I yelled to the Garbage Man and asked if he had his cell phone which he did, so I told him to call 911. I asked the man what happened and he said he thought she had choked on something based on what she said before she passed out in the car. He tried to pull her out to help her but she was too heavy. Her face was ashen and her lips were blue. She was on her knees crumpled. I sat behind her on my knees and pulled her back against my chest and began attempting the Heimlich Maneuver but she wasn't responding and she wasn't breathing. He then helped me to lay her on her back and I propped her head with my scarf. At this point, I didn't know if she was going to make it because I truly thought it would take a miracle and I wasn't trained to bring that miracle to her.
Again, He humbles me.
The words that came to me, as I pulled her jaw open and formed a seal around her mouth with mine to blow 3 quick breaths into her mouth, were "Please God, make me your instrument and spare this woman". That was when I heard a gurgle but she still wasn't breathing. I did 3 more and we suddenly heard her take a breath. I felt for her heartbeat and it was there and eratic so I began praying over her. The garbage man was talking to the 911 responder relaying what I had already done and that she was finally breathing but it was shallow. It was all so incredibly fast but at the same time it was as if time stood still.
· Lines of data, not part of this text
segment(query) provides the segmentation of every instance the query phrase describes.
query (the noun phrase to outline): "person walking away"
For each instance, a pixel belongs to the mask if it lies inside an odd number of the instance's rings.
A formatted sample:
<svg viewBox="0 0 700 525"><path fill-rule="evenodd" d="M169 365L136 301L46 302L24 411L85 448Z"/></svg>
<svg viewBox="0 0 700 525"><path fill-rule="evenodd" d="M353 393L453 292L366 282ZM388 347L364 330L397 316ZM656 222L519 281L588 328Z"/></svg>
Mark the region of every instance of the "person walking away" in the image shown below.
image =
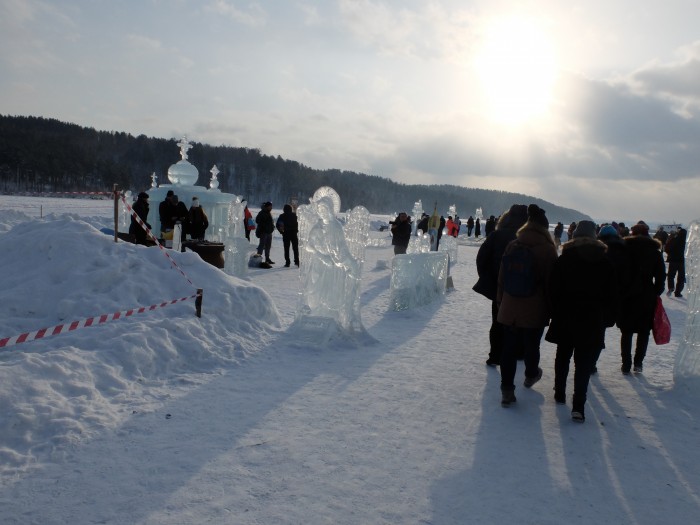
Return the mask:
<svg viewBox="0 0 700 525"><path fill-rule="evenodd" d="M455 222L452 220L452 215L447 216L447 221L445 221L445 228L447 229L447 235L450 237L454 236Z"/></svg>
<svg viewBox="0 0 700 525"><path fill-rule="evenodd" d="M291 204L285 204L282 208L282 215L277 219L277 231L282 234L282 245L284 246L284 267L289 268L291 260L289 258L289 247L292 247L294 254L294 264L299 266L299 222L297 214L292 210Z"/></svg>
<svg viewBox="0 0 700 525"><path fill-rule="evenodd" d="M192 206L188 212L189 233L192 239L204 240L204 234L209 227L209 217L199 204L197 197L192 197Z"/></svg>
<svg viewBox="0 0 700 525"><path fill-rule="evenodd" d="M474 229L474 217L471 215L467 219L467 237L472 236L472 230Z"/></svg>
<svg viewBox="0 0 700 525"><path fill-rule="evenodd" d="M661 243L662 248L666 246L666 241L668 241L668 232L664 229L663 225L659 226L659 229L656 230L654 239Z"/></svg>
<svg viewBox="0 0 700 525"><path fill-rule="evenodd" d="M411 223L406 212L402 211L391 223L391 244L394 246L394 255L406 253L410 240Z"/></svg>
<svg viewBox="0 0 700 525"><path fill-rule="evenodd" d="M270 248L272 247L272 233L275 231L275 224L272 220L272 203L267 201L263 203L258 215L255 217L255 236L260 239L258 243L258 255L265 252L265 262L267 264L275 264L270 259Z"/></svg>
<svg viewBox="0 0 700 525"><path fill-rule="evenodd" d="M519 351L525 361L523 386L531 388L542 378L540 341L550 319L549 276L556 260L557 249L545 211L530 204L527 222L506 247L498 274L498 322L504 325L501 354L504 407L516 401L514 381Z"/></svg>
<svg viewBox="0 0 700 525"><path fill-rule="evenodd" d="M501 269L501 258L506 246L515 239L517 231L527 221L527 206L513 204L496 224L495 231L486 237L476 254L476 271L479 279L473 290L491 301L491 328L489 329L488 366L501 364L504 327L498 322L498 272Z"/></svg>
<svg viewBox="0 0 700 525"><path fill-rule="evenodd" d="M180 198L177 195L172 196L172 203L174 209L173 219L175 224L180 224L180 241L184 241L186 235L190 232L190 212L187 209L187 205L184 202L180 202Z"/></svg>
<svg viewBox="0 0 700 525"><path fill-rule="evenodd" d="M245 238L250 242L250 232L255 230L255 220L253 219L253 214L250 213L248 209L248 203L245 199L241 202L245 202L245 208L243 208L243 231L245 232Z"/></svg>
<svg viewBox="0 0 700 525"><path fill-rule="evenodd" d="M148 211L149 211L150 206L148 205L148 193L145 191L142 191L139 193L139 196L136 199L136 202L134 203L133 210L134 213L143 221L143 223L146 225L146 227L150 230L151 225L146 222L146 219L148 218ZM146 244L146 239L148 238L148 233L146 233L146 230L143 229L143 226L141 226L136 218L132 215L131 216L131 224L129 224L129 235L134 240L134 244Z"/></svg>
<svg viewBox="0 0 700 525"><path fill-rule="evenodd" d="M683 227L678 227L676 235L669 241L666 250L666 262L668 262L668 295L672 293L676 297L683 297L681 293L685 286L685 241L688 232Z"/></svg>
<svg viewBox="0 0 700 525"><path fill-rule="evenodd" d="M549 283L552 321L545 340L557 345L554 400L566 403L566 380L574 358L571 418L585 420L584 406L593 363L605 345L608 309L617 302L615 270L596 239L592 221L580 221L573 239L562 246Z"/></svg>
<svg viewBox="0 0 700 525"><path fill-rule="evenodd" d="M620 301L621 298L627 294L627 290L630 286L630 263L629 254L627 253L627 248L618 233L617 227L612 224L605 224L601 226L598 232L598 240L603 242L607 247L605 251L605 257L613 265L615 271L615 288L617 300L611 308L606 310L605 328L612 328L615 326L617 319L620 316ZM603 346L605 348L605 346ZM601 348L596 355L595 361L591 368L591 374L598 373L598 359L603 350Z"/></svg>
<svg viewBox="0 0 700 525"><path fill-rule="evenodd" d="M172 231L175 227L175 218L177 212L175 211L175 204L173 203L173 197L175 192L173 190L168 190L165 199L158 205L158 218L160 219L160 231L161 236L165 238L164 233Z"/></svg>
<svg viewBox="0 0 700 525"><path fill-rule="evenodd" d="M564 234L564 225L560 222L557 222L557 225L554 227L554 246L557 247L557 250L561 247L561 236Z"/></svg>
<svg viewBox="0 0 700 525"><path fill-rule="evenodd" d="M656 298L664 291L666 266L659 241L649 237L649 226L639 221L632 226L632 235L624 243L630 262L630 286L622 298L617 326L620 329L622 373L641 373L649 345L649 333L654 320ZM634 361L632 338L637 334Z"/></svg>

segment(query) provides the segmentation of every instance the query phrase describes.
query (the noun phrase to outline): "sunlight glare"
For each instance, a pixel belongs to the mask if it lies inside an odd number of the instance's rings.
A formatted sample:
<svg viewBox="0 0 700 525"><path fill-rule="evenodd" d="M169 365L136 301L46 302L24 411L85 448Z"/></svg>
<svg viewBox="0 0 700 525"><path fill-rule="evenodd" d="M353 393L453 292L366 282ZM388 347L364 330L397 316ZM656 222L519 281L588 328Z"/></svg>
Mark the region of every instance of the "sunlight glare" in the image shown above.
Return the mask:
<svg viewBox="0 0 700 525"><path fill-rule="evenodd" d="M543 116L556 76L554 47L533 20L502 19L485 32L475 67L486 115L506 125Z"/></svg>

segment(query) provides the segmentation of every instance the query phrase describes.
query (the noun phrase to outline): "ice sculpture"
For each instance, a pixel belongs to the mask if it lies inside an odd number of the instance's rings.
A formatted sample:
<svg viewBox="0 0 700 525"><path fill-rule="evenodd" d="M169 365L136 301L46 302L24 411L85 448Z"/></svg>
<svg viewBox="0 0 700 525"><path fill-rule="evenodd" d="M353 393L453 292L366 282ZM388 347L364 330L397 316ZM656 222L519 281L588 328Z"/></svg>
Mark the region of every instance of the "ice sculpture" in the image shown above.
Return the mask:
<svg viewBox="0 0 700 525"><path fill-rule="evenodd" d="M228 227L225 232L224 272L244 278L248 274L248 252L250 243L243 229L243 209L245 203L236 196L228 207Z"/></svg>
<svg viewBox="0 0 700 525"><path fill-rule="evenodd" d="M430 251L430 235L418 232L408 243L406 253L428 253Z"/></svg>
<svg viewBox="0 0 700 525"><path fill-rule="evenodd" d="M700 395L700 221L688 227L685 245L685 279L688 315L685 333L678 345L673 378Z"/></svg>
<svg viewBox="0 0 700 525"><path fill-rule="evenodd" d="M301 294L290 330L309 344L325 344L336 336L368 337L360 316L360 276L369 212L361 206L353 209L344 229L339 209L340 198L328 187L297 208Z"/></svg>
<svg viewBox="0 0 700 525"><path fill-rule="evenodd" d="M389 307L408 310L433 302L447 287L447 252L395 255Z"/></svg>

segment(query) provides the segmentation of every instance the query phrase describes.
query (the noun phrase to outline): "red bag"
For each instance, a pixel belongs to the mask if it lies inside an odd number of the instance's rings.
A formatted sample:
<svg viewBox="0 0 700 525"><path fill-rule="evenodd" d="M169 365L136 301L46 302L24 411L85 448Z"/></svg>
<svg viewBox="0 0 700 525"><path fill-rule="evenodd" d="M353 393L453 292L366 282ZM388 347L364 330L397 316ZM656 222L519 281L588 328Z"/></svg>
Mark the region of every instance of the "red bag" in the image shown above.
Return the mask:
<svg viewBox="0 0 700 525"><path fill-rule="evenodd" d="M671 322L668 320L668 315L666 315L661 297L656 298L654 324L652 325L651 332L654 334L654 342L657 345L665 345L671 340Z"/></svg>

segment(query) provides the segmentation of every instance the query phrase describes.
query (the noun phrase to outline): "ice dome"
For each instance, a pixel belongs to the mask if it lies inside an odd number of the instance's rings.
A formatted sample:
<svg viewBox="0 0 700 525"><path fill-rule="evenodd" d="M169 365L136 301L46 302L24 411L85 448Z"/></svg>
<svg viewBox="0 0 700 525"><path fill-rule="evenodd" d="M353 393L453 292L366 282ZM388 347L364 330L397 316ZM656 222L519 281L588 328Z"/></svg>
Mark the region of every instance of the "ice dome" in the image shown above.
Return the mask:
<svg viewBox="0 0 700 525"><path fill-rule="evenodd" d="M199 171L187 160L187 150L192 148L187 141L187 137L182 137L182 140L177 143L180 146L180 155L182 160L168 168L168 180L171 184L181 186L194 186L199 179Z"/></svg>
<svg viewBox="0 0 700 525"><path fill-rule="evenodd" d="M168 168L168 180L171 184L194 186L199 178L199 171L186 160L179 160Z"/></svg>

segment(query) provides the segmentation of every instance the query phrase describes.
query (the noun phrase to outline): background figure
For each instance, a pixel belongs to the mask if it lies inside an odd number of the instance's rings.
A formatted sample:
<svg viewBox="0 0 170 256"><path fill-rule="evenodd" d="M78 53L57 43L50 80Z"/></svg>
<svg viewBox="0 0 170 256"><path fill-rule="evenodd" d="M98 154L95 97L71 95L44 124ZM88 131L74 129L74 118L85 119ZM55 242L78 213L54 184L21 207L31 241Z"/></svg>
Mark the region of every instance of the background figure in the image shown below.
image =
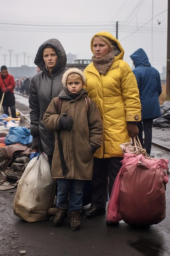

Up until then she hadn't opened her eyes and I was worried that too much time had gone by without oxygen. I took my fist and began rubbing vigorously on her breast bone to stimulate a response from her but she was un-responsive. I finally asked the man what her name was to which he replied, "Henrietta". I got close to her face and firmly said her name. Her eyes popped open. Beautiful brown eyes! You can not imagine the joy and elation we all felt. I can almost liken it to when I gave birth to my children and the feeling you have when you witness new Life. I kissed her forehead and told her to stay with me. She tried to close them again but I kept saying her name and told her she had to keep them open for me until the EMT's arrived. She kept them open and focused on me as I continued to pray out loud over her, I can only imagine the feeling of confusion/fear she had to have a complete stranger sitting over her and praying.
The Sheriff arrived and then a first responder, by then Henrietta told her husband that she wanted to go home because she was cold. We had no choice but to lay her in the snow. The officer and the First Responder helped her sit up and get her in the passenger seat. She was completely dazed. I found out then that she had vomited in the car and I think she must have aspirated and choked. I gave them an account of what happened from my view and then I wrote down my information and gave it to her husband. I left a few minutes before the ambulance arrived.
Even on this Monday, I feel quite emotional, so very thankful and blessed. I have had a difficult year but in the scheme of things I have to remember that this life was given as a gift and with a purpose, I can't take it for granted..NOT even for one day.